16:22:10 <mlavalle> so let's keep our eyes open for one of those failures
16:22:12 <mlavalle> as soon as I have one, I'll ping him
16:22:16 <mlavalle> yes
16:22:23 <slaweq_> ok, sounds good
16:22:25 <mlavalle> I will also update the bug if I find one
16:22:32 <slaweq_> if I will have anything new, I will update bug
16:22:33 <slaweq_> :)
16:22:45 <slaweq_> ok
16:22:50 <slaweq_> last one from last week was
16:22:53 <slaweq_> slaweq to mark fullstack security group test as unstable again
16:22:57 <slaweq_> Done: https://review.openstack.org/597426
16:23:10 <slaweq_> it's merged recently so fullstack tests should be in better shape now
16:23:49 <slaweq_> and that was all for actions from previous week
16:23:56 <slaweq_> let's move to next topic
16:23:58 <slaweq_> #topic Grafana
16:24:04 <slaweq_> http://grafana.openstack.org/dashboard/db/neutron-failure-rate
16:25:05 <slaweq_> FYI: patch https://review.openstack.org/#/c/595763/ is merged so in graphs we have now also included jobs which were TIMED_OUT
16:26:12 <mlavalle> ok
16:26:15 <slaweq_> speaking about last week, there was spike around 31.08 on many jobs
16:26:31 <slaweq_> it was related to some infra bug, fixed in https://review.openstack.org/591527
16:28:00 <njohnston> Just to note, I have a change to bump the "older" dashboards versions and to bring them in line with slaweq_'s format: https://review.openstack.org/597168
16:28:04 <mlavalle> yeah I can see that
16:28:30 <slaweq_> thx njohnston for working on this :)
16:28:41 <mlavalle> ok, so in principle we shouldn't worry about the spike on 8/31
16:29:00 <slaweq_> yep
16:29:47 <slaweq_> and speaking about other things I think we have one main problem now
16:29:59 <slaweq_> and it's tempest/scenario jobs issue which we already talked about
16:30:26 <mlavalle> the nova issue?
16:30:32 <slaweq_> yes
16:30:49 <mlavalle> ok, I'll stay on top of it
16:30:55 <slaweq_> this is basically most common issue I found when I was checking for job results
16:31:27 <slaweq_> and it is quite paintfull as it happens randomly on many jobs so You need to recheck jobs many times and each time different job fails :/
16:31:45 <slaweq_> because of that it is also not very visible on graphs IMO
16:31:46 <mlavalle> but the same underlying problem
16:32:15 <slaweq_> yes, from what I was checking it looks like that, culprit is the same
16:32:54 <slaweq_> ok, but let's talk about few other issues which I also found :)

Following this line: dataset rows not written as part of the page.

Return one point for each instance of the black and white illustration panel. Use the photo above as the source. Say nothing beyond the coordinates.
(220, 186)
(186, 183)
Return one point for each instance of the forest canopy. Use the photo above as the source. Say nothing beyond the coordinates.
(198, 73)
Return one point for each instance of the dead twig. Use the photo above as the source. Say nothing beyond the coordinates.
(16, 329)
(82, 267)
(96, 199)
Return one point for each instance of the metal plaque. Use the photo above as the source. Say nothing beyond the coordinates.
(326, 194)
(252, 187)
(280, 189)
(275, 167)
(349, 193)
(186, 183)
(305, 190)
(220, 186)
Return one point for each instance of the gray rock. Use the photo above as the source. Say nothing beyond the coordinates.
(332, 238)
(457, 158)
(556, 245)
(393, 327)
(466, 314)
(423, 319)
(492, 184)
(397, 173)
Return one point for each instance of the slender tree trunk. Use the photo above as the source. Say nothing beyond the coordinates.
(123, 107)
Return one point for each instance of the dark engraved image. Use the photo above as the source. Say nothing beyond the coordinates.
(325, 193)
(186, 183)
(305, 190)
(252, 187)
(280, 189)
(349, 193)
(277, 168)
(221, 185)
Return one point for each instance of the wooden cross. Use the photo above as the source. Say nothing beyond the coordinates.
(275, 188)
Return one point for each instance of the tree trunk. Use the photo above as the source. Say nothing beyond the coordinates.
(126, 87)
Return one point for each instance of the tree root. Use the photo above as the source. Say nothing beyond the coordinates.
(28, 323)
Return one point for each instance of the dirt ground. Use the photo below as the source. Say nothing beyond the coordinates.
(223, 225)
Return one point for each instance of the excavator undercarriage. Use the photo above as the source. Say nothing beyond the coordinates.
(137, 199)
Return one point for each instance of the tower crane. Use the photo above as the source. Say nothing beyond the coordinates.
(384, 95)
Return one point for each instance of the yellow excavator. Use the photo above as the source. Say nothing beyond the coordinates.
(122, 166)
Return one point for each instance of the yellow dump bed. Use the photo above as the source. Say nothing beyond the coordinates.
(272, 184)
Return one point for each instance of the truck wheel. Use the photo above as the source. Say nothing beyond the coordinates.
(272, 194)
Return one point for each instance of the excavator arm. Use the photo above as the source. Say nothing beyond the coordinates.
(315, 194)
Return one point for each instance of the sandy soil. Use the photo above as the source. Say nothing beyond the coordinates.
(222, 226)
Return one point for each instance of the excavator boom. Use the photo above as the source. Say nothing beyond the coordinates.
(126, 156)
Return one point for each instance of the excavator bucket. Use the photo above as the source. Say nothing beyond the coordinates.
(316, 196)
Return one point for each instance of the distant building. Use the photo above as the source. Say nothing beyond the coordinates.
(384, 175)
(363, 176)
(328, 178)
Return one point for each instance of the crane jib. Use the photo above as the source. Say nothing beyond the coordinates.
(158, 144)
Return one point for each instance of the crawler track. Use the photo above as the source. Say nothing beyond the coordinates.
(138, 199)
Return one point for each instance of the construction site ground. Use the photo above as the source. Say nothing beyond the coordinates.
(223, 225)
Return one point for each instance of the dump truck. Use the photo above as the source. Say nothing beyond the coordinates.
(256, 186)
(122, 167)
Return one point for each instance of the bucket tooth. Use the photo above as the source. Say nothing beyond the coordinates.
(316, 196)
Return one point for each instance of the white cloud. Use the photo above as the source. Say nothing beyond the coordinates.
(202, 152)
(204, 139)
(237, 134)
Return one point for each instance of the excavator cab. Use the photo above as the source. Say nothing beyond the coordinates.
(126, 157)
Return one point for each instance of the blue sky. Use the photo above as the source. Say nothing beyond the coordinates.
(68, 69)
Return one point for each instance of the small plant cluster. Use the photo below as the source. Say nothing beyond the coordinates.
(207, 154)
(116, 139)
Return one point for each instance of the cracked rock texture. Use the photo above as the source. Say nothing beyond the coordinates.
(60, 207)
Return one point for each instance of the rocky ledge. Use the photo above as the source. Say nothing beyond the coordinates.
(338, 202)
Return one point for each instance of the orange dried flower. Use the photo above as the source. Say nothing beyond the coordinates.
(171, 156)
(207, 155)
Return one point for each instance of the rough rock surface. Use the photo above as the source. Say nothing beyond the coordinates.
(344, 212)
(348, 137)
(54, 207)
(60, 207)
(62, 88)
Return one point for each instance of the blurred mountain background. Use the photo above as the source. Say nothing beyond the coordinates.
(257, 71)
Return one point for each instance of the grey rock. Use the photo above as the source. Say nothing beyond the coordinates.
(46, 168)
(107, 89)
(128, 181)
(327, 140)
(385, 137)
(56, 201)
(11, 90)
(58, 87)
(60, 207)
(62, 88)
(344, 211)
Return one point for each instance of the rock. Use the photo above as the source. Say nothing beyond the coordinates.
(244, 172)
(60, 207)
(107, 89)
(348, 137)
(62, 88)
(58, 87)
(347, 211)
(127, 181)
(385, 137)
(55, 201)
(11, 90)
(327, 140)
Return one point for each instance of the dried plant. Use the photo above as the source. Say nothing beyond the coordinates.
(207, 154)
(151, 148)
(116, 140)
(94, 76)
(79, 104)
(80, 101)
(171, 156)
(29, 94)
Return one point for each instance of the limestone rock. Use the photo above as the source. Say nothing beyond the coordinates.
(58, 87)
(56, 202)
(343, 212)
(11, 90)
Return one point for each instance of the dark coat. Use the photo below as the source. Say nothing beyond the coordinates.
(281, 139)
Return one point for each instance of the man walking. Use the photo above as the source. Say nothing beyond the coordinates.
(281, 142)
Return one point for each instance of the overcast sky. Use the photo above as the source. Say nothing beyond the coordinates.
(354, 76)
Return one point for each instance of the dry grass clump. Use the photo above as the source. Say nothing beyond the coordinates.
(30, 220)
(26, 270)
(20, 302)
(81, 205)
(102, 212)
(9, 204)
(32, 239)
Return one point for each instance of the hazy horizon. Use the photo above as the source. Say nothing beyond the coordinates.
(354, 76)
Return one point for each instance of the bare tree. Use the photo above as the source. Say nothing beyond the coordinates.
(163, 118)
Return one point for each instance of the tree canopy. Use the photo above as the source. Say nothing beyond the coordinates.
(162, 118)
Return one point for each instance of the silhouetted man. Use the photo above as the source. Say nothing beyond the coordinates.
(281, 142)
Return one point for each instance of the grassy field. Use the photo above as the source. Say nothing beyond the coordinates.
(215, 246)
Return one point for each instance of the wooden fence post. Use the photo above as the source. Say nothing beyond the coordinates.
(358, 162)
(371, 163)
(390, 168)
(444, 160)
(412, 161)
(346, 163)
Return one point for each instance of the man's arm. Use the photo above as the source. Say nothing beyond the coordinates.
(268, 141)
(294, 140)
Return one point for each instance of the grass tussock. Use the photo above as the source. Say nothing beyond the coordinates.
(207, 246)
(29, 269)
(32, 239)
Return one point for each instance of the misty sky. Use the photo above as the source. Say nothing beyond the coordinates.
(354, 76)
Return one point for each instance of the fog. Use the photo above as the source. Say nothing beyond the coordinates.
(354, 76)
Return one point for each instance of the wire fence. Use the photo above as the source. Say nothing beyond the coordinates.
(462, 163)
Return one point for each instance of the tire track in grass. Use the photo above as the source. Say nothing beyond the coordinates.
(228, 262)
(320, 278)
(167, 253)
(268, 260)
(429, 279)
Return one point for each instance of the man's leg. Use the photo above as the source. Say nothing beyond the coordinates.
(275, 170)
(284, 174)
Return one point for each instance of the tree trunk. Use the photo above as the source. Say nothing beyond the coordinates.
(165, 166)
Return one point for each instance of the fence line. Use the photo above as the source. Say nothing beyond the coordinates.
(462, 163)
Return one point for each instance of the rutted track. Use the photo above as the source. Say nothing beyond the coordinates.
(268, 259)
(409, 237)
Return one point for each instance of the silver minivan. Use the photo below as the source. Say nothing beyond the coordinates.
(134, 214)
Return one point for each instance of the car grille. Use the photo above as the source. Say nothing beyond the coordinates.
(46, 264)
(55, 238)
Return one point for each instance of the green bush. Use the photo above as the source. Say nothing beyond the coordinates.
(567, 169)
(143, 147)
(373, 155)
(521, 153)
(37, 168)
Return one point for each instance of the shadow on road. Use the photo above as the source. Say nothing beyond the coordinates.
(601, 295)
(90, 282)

16:33:00 <slaweq_> #topic Tempest/Scenario
16:33:27 <slaweq_> so, except this "main" issue I found few times that same shelve/unshelve test was again failing
16:33:32 <slaweq_> examples:
16:33:39 <slaweq_> * http://logs.openstack.org/71/516371/8/check/neutron-tempest-multinode-full/bb2ae6a/logs/testr_results.html.gz
16:33:41 <slaweq_> * http://logs.openstack.org/59/591059/3/check/neutron-tempest-multinode-full/72dbf69/logs/testr_results.html.gz
16:33:43 <slaweq_> * http://logs.openstack.org/72/507772/66/check/neutron-tempest-multinode-full/aff626c/logs/testr_results.html.gz
16:33:52 <slaweq_> I think mlavalle You were checking that in the past, right?
16:34:04 <mlavalle> yeah I think I was
16:34:25 <mlavalle> how urgent is it compared to the other two I am working on?
16:34:35 <slaweq_> not very urgent I think
16:34:52 <slaweq_> I found those 3 examples in last 50 jobs or something like that
16:34:54 <mlavalle> ok, give me an action item, so I remeber
16:35:09 <mlavalle> I don't want it to fall through the cracks
16:35:29 <mlavalle> on the understanding that I'll get it to it after the others
16:35:46 <slaweq_> do You remember bug report for that maybe?
16:36:15 <mlavalle> slaweq_: don't worry, I'll find it. for the time being just mention the shelve / unshelve issue in the AI
16:36:29 <slaweq_> mlavalle: ok
16:36:55 <slaweq_> #action mlavale to check issue with failing test_attach_volume_shelved_or_offload_server test
16:37:10 <mlavalle> thanks :-)
16:37:15 <slaweq_> thx mlavalle
16:37:19 <slaweq_> ok, let's move on
16:37:32 <slaweq_> I also found one more example of another error: http://logs.openstack.org/96/596896/2/check/tempest-full-py3/95eba41/testr_results.html.gz
16:37:42 <slaweq_> it was some error during FIP deletion
16:39:41 <slaweq_> but rest api call was done to nova: 500 DELETE https://10.210.194.229/compute/v2.1/os-floating-ips/a06bbb30-1914-4467-9e75-6fc70d99427f
16:40:22 <slaweq_> and I can't find FIP with such uuid in nova-api logs nor neutron-server logs
16:40:33 <slaweq_> do You maybe know where this error may be?
16:41:15 <mlavalle> mhhh
16:41:48 <mlavalle> so a06bbb30-1914-4467-9e75-6fc70d99427f is not in the neutron server log?
16:42:03 <slaweq_> no
16:42:13 <slaweq_> and also there is no any ERROR in neutron-server log: http://logs.openstack.org/96/596896/2/check/tempest-full-py3/95eba41/controller/logs/screen-q-svc.txt.gz?level=ERROR
16:42:29 <slaweq_> which is strange IMO because this error 500 came from somewhere, right?
16:42:37 <mlavalle> right
16:42:55 <slaweq_> it's only one such failed test but it's interesting for me :)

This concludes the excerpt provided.